Speaking for a new video (see above), ERuDeF staff including founder and CEO Louis Nkembi and Project Manager Gwendoline Angwa thanked WLT donors for acting to safeguard the tropical rainforests between the Deng Deng National Park and the Belabo Council Forest – an ecosystem packed with threatened species and encroached by rising poaching and logging activity as new human settlers arrive.
“We are immensely happy for your support providing a safer home to the Western Lowland Gorilla and other endangered species around the Deng Deng-Belabo Conservation Corridor – thank you,” said Gwendoline, the ranger overseeing the corridor project; a sentiment echoed by ERuDeF colleagues including Amos Fang Zeh (Biodiversity Research Officer), Clarise Pih (Social Scientist) and many others.
The success in reaching WLT’s £100,000 campaign target means the creation of the forest corridor can get underway in earnest, a three-year process all in all. It makes it possible for ERuDeF to continue consulting and empowering local people – discussions are already underway – so that they can decide which land they will cede for protection under the corridor, with plans to create a first (12,355 acres / 5,000 ha) and second (11,337 acres / 4,588 ha) community reserves.
Benefiting communities so that great ape conservation can win the day
Prior to the decisive intervention of WLT supporters this year, time was running out for the Western Lowland Gorilla all around the Deng Deng National Park.
The critically endangered subspecies needs urgent help across Africa: it already lost 19.4% of its continent-wide numbers from 2005 to 2013, fuelled by an Ebola outbreak in the early 2000s that wiped out 95% of infected individuals. For the 300 or so living in and around Deng Deng, the advance of loggers and poachers risked turning the national park into a genetic island, followed by irreversible decline.
Such a scenario now looks more distant than ever thanks to the supporters of the #FutureForGorillas appeal, according to WLT Project Manager Mary McEvoy. “The forest corridor ERuDeF can now start establishing will bring a protected passageway from Deng Deng to the south, a connection to the broader Congo Basin so that the Western Lowland Gorilla, Chimpanzee and all other species can continue reaching other populations and keep their numbers strong in the long run,” she said.
As Mary noted, ERuDeF’s community focus with the corridor means local people like the Kambokassi led by chief Simon Hamada will too benefit from the conservation work. “Our partner won’t be purchasing properties but instead work through local people, who will decide through a fully participatory process which land they set aside for the corridor. In return, ERuDeF will help them produce management plans to generate sustainable, nature-friendly income from the forest itself – a win-win for people and conservation,” she added.
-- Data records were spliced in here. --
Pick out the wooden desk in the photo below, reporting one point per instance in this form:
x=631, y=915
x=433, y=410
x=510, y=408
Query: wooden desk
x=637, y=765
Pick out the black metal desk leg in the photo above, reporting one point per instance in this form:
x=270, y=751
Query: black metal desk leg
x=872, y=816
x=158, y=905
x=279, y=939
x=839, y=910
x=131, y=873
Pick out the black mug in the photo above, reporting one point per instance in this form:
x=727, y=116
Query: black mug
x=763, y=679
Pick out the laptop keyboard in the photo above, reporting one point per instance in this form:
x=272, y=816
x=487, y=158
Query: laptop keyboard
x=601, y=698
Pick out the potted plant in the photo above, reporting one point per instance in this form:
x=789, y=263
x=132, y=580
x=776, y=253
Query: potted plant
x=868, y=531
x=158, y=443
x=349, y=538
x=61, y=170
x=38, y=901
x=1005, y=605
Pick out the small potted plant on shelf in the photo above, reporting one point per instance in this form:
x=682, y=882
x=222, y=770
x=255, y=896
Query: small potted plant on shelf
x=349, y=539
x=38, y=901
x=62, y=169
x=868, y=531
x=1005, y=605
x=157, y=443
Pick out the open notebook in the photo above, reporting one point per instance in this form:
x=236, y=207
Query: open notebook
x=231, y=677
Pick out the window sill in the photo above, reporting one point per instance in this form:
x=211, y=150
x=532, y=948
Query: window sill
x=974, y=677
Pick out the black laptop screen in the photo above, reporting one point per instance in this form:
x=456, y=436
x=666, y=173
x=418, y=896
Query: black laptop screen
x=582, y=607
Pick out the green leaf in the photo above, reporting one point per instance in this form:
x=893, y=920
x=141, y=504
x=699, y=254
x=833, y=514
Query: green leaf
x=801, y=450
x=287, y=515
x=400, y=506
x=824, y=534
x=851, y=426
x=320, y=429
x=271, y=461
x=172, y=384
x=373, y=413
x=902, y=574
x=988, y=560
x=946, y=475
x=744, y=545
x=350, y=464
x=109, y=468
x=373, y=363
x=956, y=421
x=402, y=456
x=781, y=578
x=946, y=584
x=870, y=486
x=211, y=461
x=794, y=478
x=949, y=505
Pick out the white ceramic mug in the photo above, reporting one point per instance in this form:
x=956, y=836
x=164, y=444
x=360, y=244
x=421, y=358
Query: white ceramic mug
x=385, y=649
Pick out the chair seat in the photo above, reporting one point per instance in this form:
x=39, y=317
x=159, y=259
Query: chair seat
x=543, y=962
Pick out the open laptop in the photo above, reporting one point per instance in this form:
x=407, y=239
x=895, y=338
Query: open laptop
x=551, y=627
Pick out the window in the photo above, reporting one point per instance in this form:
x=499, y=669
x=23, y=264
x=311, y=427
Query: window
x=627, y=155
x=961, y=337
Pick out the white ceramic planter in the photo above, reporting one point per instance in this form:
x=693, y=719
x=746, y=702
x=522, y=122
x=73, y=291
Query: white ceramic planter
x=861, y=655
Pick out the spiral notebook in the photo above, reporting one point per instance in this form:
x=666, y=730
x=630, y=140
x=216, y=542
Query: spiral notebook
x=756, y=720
As he thanked supporters of the appeal, WLT CEO Jonathan Barnard reflected on WLT patron Sir David Attenborough’s gorilla encounter for his 1979 ‘Life on Earth’ documentary; a meeting that inspired entire generations to care about great apes. “Thanks to you, this vision will now live on in Cameroon,” Jonathan said. “Time and time again we hear that preventing extinctions is too big a task and yet time and time again WLT supporters show otherwise, delivering conservation wins all across the world.”